The survey was published the same day the prices of various basic products and services were raised. These include water and city taxes, which went up Tuesday, and the price of electricity, which is set to go up in the near future. Other austerity measures are expected to come into being after the elections due to severe cuts in the State budget.
A survey performed by the Geocartography institute indicates that one in every five seniors (21%) has to give up the use of hot water during the week. Nearly a third (28%) reported their financial situation has worsened compared to the previous year.
One in four seniors reported having to give up basic necessities such as food, medicine and social activity in order to pay for electricity in winter. About a third of those surveyed said they needed aid and 60% believe the government is not doing enough for them.
A few months ago Salomon was released from a long hospitalization after a brain aneurysm. He returned to the tiny apartment where he has been living by himself since his wife, Tina, died of cancer three years ago. "Loneliness is a killer," he said. "Do you know what it's like to come home and see only four walls around you?
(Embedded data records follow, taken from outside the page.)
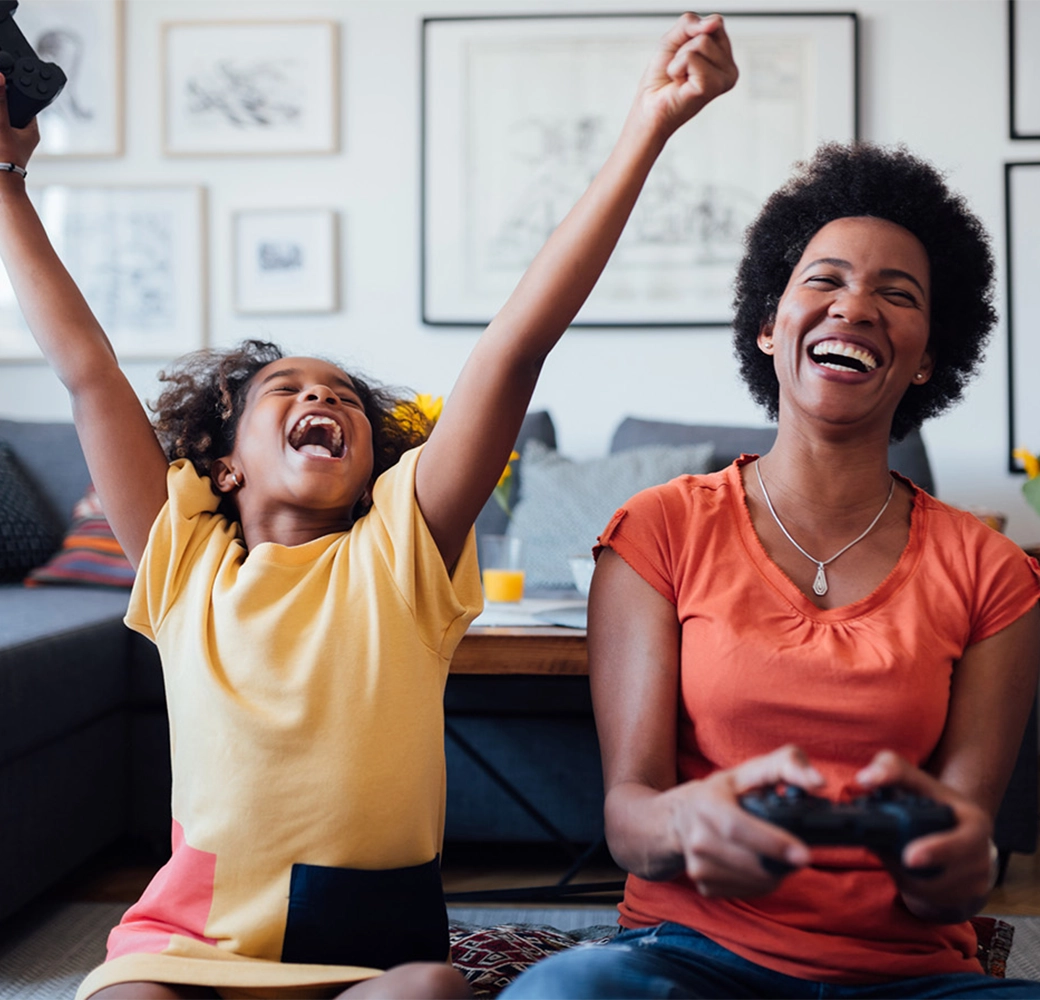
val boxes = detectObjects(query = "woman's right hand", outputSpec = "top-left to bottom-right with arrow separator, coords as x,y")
0,73 -> 40,167
658,745 -> 824,897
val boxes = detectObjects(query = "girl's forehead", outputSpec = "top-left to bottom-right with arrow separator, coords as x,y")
251,357 -> 357,391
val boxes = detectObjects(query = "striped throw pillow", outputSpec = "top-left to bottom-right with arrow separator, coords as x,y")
25,485 -> 134,587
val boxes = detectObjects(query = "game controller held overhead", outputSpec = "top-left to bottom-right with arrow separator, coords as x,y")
0,0 -> 66,129
740,785 -> 957,877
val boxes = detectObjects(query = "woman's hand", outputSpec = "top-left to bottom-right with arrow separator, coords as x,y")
0,73 -> 40,167
856,751 -> 995,923
635,14 -> 738,138
612,746 -> 824,897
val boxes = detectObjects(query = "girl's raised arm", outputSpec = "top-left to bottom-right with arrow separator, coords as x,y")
0,77 -> 167,565
415,14 -> 737,567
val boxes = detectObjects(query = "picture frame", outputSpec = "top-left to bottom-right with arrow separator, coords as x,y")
0,185 -> 206,361
420,11 -> 859,327
233,208 -> 339,314
18,0 -> 125,157
1004,161 -> 1040,472
1008,0 -> 1040,139
162,21 -> 339,156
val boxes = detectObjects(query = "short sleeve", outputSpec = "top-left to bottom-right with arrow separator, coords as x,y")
966,522 -> 1040,644
124,458 -> 238,642
593,480 -> 682,604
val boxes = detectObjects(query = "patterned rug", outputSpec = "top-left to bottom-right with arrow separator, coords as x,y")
0,902 -> 1040,1000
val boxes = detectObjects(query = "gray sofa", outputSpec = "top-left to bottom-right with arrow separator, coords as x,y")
0,413 -> 1037,919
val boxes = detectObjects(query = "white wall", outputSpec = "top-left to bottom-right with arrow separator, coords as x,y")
6,0 -> 1040,543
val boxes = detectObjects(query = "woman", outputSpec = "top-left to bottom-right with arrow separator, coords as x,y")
499,144 -> 1040,1000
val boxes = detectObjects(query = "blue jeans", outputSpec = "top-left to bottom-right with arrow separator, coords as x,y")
500,923 -> 1040,1000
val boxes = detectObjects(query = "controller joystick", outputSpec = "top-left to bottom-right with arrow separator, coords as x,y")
0,0 -> 66,129
740,785 -> 957,877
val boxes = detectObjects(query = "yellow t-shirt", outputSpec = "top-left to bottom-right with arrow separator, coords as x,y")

Sometimes I look at her photo and talk to her."
Salomon immigrated to Israel from Romania in 1970, and was employed at the Haifa port.
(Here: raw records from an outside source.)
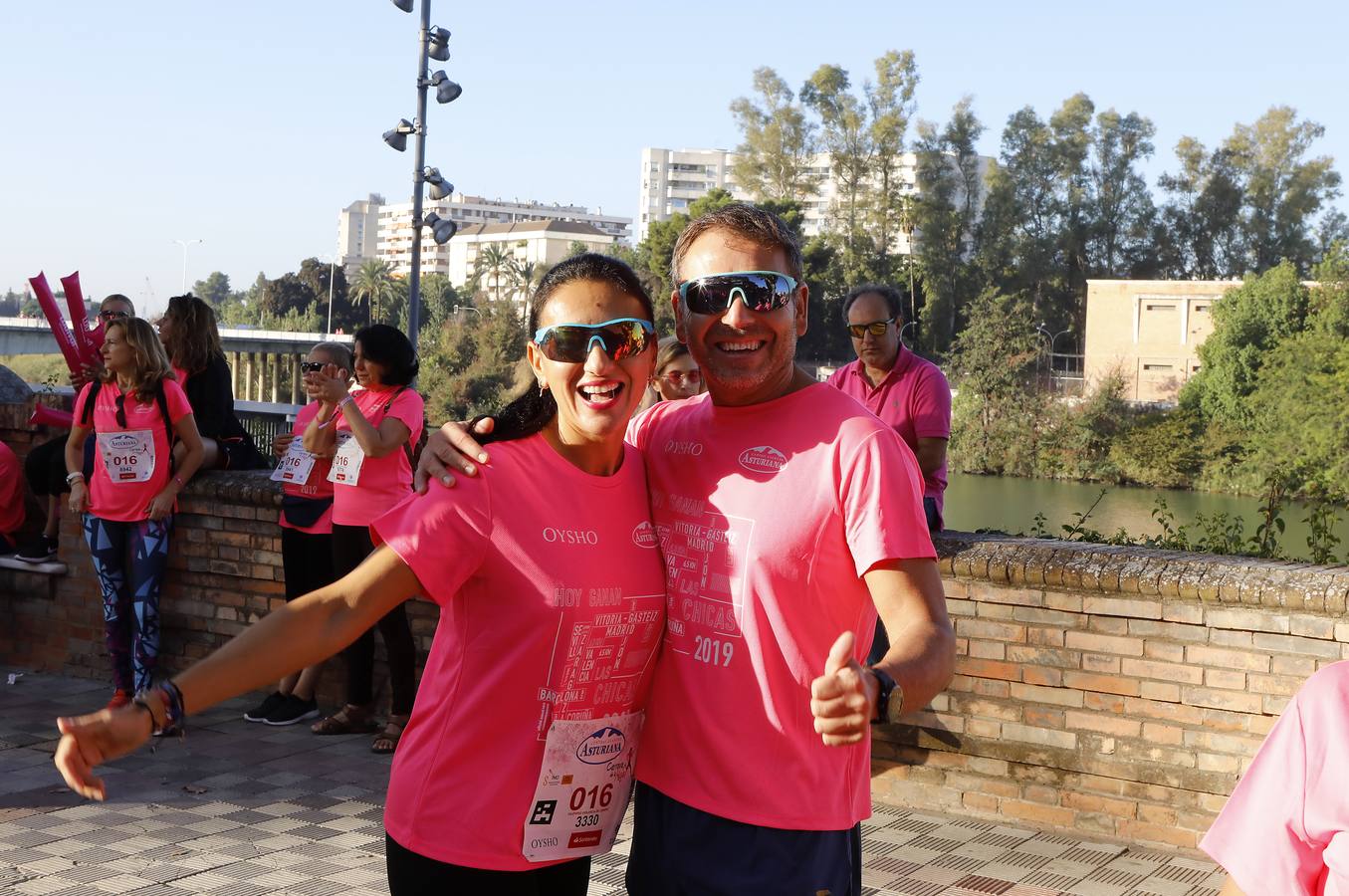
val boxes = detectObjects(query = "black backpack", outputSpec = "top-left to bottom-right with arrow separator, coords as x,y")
80,379 -> 178,476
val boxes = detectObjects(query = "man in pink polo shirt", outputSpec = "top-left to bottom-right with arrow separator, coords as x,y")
829,284 -> 951,532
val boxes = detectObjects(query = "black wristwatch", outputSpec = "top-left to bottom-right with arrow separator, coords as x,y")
869,665 -> 904,722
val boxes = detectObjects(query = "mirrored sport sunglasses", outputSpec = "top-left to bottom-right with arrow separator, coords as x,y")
679,271 -> 795,315
535,318 -> 656,364
847,318 -> 894,338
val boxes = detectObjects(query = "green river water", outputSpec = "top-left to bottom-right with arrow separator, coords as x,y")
946,474 -> 1349,561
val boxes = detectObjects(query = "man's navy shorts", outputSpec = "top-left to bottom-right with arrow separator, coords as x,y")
626,782 -> 862,896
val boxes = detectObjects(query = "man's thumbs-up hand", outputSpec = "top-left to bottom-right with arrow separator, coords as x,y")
810,631 -> 879,747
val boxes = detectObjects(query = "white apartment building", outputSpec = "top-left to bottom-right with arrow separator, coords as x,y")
337,193 -> 384,278
445,221 -> 616,303
376,193 -> 632,274
635,147 -> 993,249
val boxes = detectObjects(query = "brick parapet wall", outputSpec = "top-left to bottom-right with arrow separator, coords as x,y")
873,535 -> 1349,846
0,471 -> 438,709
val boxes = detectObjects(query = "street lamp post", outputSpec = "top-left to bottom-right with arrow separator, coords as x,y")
174,240 -> 205,293
384,0 -> 463,358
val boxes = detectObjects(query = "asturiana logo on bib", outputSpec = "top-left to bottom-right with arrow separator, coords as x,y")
632,520 -> 656,548
741,445 -> 787,472
544,527 -> 599,544
576,726 -> 627,766
108,432 -> 140,451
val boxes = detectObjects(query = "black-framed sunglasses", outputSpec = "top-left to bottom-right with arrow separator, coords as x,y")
847,318 -> 894,338
535,318 -> 656,364
679,271 -> 797,315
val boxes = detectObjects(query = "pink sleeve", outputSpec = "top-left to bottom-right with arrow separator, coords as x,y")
73,382 -> 93,426
1200,698 -> 1325,896
839,428 -> 936,576
911,367 -> 951,439
163,379 -> 191,425
387,388 -> 426,444
369,476 -> 493,604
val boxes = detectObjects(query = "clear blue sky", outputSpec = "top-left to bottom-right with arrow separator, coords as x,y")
0,0 -> 1349,317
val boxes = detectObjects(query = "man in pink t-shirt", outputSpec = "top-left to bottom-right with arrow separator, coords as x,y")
422,204 -> 955,896
1200,663 -> 1349,896
829,284 -> 951,532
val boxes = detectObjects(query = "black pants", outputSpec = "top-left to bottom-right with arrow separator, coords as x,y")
281,529 -> 337,600
384,834 -> 589,896
334,524 -> 417,715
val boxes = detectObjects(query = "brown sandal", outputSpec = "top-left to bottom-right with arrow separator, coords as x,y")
309,703 -> 379,736
369,715 -> 407,756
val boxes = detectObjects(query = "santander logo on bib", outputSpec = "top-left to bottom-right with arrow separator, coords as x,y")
576,726 -> 627,766
632,520 -> 656,548
741,445 -> 787,474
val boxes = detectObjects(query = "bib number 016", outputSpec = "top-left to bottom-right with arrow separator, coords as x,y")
693,634 -> 735,665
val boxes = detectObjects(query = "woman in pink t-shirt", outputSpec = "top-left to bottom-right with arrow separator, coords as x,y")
66,318 -> 202,707
304,324 -> 425,753
244,342 -> 352,725
56,254 -> 665,896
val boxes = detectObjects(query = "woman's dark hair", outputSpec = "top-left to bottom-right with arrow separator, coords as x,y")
475,252 -> 656,444
164,293 -> 224,376
352,324 -> 419,386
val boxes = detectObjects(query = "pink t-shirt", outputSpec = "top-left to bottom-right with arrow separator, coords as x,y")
75,379 -> 191,523
0,441 -> 26,536
278,401 -> 334,536
371,436 -> 665,870
628,383 -> 935,830
829,345 -> 951,514
332,386 -> 423,527
1200,663 -> 1349,896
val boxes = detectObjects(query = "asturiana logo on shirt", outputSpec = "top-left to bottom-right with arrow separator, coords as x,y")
665,439 -> 703,457
632,520 -> 656,548
576,725 -> 627,766
741,445 -> 787,472
544,527 -> 599,544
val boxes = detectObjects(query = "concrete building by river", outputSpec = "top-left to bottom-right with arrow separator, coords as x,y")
1083,280 -> 1241,402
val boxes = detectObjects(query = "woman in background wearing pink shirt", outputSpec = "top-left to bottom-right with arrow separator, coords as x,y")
66,318 -> 204,709
56,254 -> 665,896
304,324 -> 425,753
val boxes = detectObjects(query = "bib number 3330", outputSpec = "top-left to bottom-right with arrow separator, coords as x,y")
524,713 -> 643,862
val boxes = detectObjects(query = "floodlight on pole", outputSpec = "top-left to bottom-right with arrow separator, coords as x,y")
422,212 -> 459,246
422,168 -> 455,200
430,69 -> 464,106
426,28 -> 449,62
384,118 -> 417,152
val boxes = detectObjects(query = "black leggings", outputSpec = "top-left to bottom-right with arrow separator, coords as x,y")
334,523 -> 417,715
384,834 -> 589,896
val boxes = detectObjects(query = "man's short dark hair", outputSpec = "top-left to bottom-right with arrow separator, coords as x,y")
670,202 -> 802,286
843,284 -> 904,327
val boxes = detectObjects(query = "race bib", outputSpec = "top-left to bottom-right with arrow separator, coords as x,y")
328,430 -> 365,486
271,436 -> 315,486
98,429 -> 155,483
522,713 -> 645,862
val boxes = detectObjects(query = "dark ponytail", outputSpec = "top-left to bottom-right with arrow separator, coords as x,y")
483,252 -> 656,445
His National Insurance stipend amounts to NIS 2,800 ($750). "All our pension was wasted on the retirement home where we lived," he said.
When asked how one survives on such meager means, he answered: "You save on food, electricity and medicine. You reduce spending on everything and buy only what you absolutely have to.
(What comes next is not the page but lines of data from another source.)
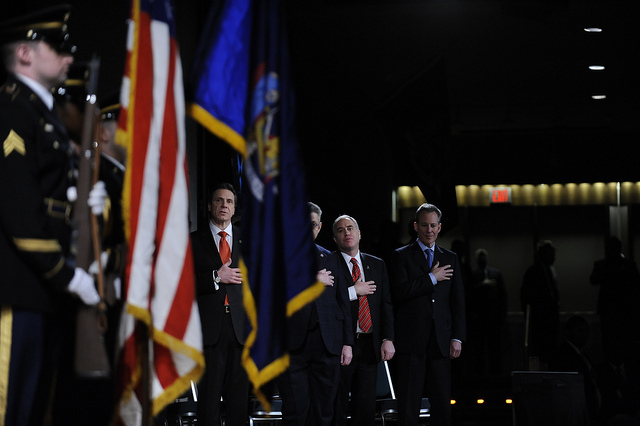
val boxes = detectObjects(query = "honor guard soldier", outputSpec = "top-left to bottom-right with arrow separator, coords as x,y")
0,5 -> 104,425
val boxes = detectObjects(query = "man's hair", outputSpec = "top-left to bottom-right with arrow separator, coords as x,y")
307,201 -> 322,222
333,214 -> 360,236
209,182 -> 238,206
414,203 -> 442,223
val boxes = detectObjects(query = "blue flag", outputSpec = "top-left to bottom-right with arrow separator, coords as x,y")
186,0 -> 324,408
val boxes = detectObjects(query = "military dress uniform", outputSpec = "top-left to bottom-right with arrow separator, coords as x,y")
0,8 -> 84,425
0,77 -> 79,424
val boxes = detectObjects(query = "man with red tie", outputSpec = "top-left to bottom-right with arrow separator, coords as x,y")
333,215 -> 395,426
191,183 -> 249,426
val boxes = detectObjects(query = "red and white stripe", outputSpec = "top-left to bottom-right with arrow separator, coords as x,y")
119,0 -> 204,425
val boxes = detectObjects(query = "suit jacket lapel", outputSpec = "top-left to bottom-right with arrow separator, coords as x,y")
411,241 -> 430,274
230,226 -> 242,268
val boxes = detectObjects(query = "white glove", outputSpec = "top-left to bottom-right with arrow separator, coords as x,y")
87,180 -> 107,215
67,268 -> 100,306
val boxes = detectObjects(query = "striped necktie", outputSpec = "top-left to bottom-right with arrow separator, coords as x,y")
351,257 -> 371,333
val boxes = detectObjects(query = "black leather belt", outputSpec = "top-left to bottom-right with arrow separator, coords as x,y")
356,333 -> 373,339
43,197 -> 71,223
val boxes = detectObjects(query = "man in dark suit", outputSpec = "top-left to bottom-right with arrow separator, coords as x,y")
0,5 -> 100,425
391,203 -> 466,426
191,183 -> 249,426
277,203 -> 353,426
520,240 -> 560,369
590,236 -> 640,363
333,215 -> 395,426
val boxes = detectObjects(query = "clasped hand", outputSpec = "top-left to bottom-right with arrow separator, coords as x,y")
353,280 -> 376,296
316,269 -> 333,286
431,262 -> 453,281
218,259 -> 242,284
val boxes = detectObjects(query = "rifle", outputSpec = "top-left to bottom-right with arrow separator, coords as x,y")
73,55 -> 111,378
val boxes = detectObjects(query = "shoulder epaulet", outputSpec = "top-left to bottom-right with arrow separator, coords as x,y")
0,83 -> 20,101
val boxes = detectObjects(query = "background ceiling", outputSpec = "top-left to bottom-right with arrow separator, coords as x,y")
3,0 -> 640,191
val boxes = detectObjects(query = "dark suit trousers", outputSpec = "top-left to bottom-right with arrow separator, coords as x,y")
277,326 -> 340,426
393,329 -> 451,426
335,334 -> 378,426
198,314 -> 249,426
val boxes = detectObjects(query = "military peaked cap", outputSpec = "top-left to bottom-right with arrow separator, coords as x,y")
0,4 -> 75,53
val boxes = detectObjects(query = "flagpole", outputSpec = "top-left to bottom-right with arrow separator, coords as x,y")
137,320 -> 153,426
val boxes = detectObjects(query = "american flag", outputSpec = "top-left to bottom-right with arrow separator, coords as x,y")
117,0 -> 204,425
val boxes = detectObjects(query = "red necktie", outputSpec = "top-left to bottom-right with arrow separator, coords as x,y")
351,257 -> 371,333
218,231 -> 231,305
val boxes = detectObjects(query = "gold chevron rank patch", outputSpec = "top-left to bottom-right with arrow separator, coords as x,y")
2,130 -> 26,158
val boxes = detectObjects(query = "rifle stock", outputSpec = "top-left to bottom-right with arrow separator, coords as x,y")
73,56 -> 111,377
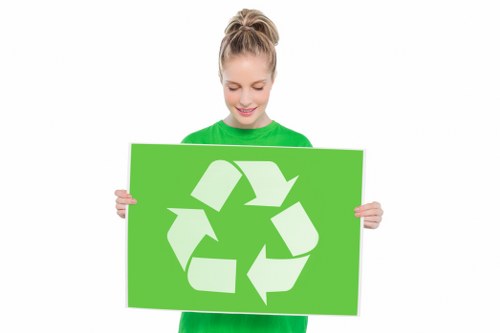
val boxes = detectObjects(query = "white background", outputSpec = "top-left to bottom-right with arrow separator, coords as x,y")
0,0 -> 500,333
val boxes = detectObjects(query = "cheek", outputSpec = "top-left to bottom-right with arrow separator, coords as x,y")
224,91 -> 237,105
255,90 -> 270,104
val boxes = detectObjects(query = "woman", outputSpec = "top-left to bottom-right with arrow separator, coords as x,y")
115,9 -> 383,333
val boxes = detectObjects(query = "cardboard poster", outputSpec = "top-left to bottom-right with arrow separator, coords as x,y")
128,144 -> 363,315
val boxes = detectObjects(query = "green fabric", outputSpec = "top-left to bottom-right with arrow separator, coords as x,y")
179,120 -> 312,333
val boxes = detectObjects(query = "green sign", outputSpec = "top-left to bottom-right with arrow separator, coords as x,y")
128,144 -> 363,315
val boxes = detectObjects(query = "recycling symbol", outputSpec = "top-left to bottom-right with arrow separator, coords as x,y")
167,160 -> 319,305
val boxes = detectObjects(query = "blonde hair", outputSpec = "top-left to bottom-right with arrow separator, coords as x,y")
219,9 -> 279,82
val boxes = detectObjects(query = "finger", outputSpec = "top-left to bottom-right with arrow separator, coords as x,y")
364,216 -> 382,223
115,204 -> 127,210
116,198 -> 137,205
354,201 -> 381,212
354,208 -> 382,217
363,221 -> 379,229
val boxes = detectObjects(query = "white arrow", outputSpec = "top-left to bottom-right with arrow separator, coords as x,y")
247,245 -> 309,305
191,160 -> 241,212
271,202 -> 319,257
235,161 -> 299,207
167,208 -> 218,270
188,258 -> 236,293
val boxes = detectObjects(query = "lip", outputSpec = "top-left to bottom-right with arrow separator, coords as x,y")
237,107 -> 257,112
236,107 -> 257,117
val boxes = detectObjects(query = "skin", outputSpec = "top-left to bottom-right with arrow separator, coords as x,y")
115,55 -> 384,229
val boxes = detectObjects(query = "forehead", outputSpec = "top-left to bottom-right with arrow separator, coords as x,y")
222,54 -> 271,84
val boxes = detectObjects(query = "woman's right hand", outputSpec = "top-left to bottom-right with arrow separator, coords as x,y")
115,190 -> 137,219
"The government needs to have more heart," he added.
'Who can we turn to? No one listens'
A., a 70-year-old man, is subjected to similar conditions. During the day he stays in a care center run by the Yedid association, which aids seniors and pensioners who suffer from financial and social distress. "It's warm, pleasant and I can meet my friends," he said.
The situation at home, he feels, is terrible: "The house is cold. I don't turn on the heating, not to mention the water boiler. I simply can't. Even with the discount I get from the electric company, I can't pay the bills."
He told Ynet of the shrinking stipends: "The National Insurance gives us less, even though prices keep rising. We are now at a stage in which we can't afford to pay the electric bill or go shopping. We are all the victims of the State.
"I think more than twice before I buy anything. If I want to get bread, I only get half a loaf. If I want yogurt, I only buy one cup and share it with my wife. We have nearly stopped buying meat or fish, and if we do, then only on Fridays and very rarely."
Due to the increasing costs of electricity A. and his wife have decided to reduce the number of times they shower each week.
A. said he gets NIS 2,300 ($615) from the National Insurance Insitute and his wife gets a stipend of NIS 1,800 ($480).
"People scrounge for food in dumpsters because they have nothing," he noted. "It's shameful for the State, not for the people in this condition.
"We've been working for 59 years and now that we need some help, they say 'we can't help you.' Everyone in the care center feels the same. At least we have enough food, but there are those around us who don't even have that much. But the State turns a blind eye."
Operation 'Winter Warmth'
The survey was compiled as part of the IFCJ's "Winter Warmth" campaign, which was launched Tuesday. The organization is planning to transfer NIS 500 ($130) to 16,000 senior in need who live in 110 communities.
In addition, the fellowship intends to hand out roughly 11,000 blankets. The overall budget for the campaign is NIS 9.4 million (roughly $2.5 million). The IFCJ said that this year's initiative was organized after it was announced that the price of electricity is to rise by 10%, which means a leap of over 25% in electricity costs in less than two years.
"The citizens of Israel and its leaders should be ashamed given the fact that so many seniors today, in the winter of 2013, have to choose between heating and food and medicine," said Rabbi Yechiel Eckstein, president and founder of the Fellowship. He called on all political parties to promote the issue of aid for the elderly and to raise the stipends immediately after the installment of the next government.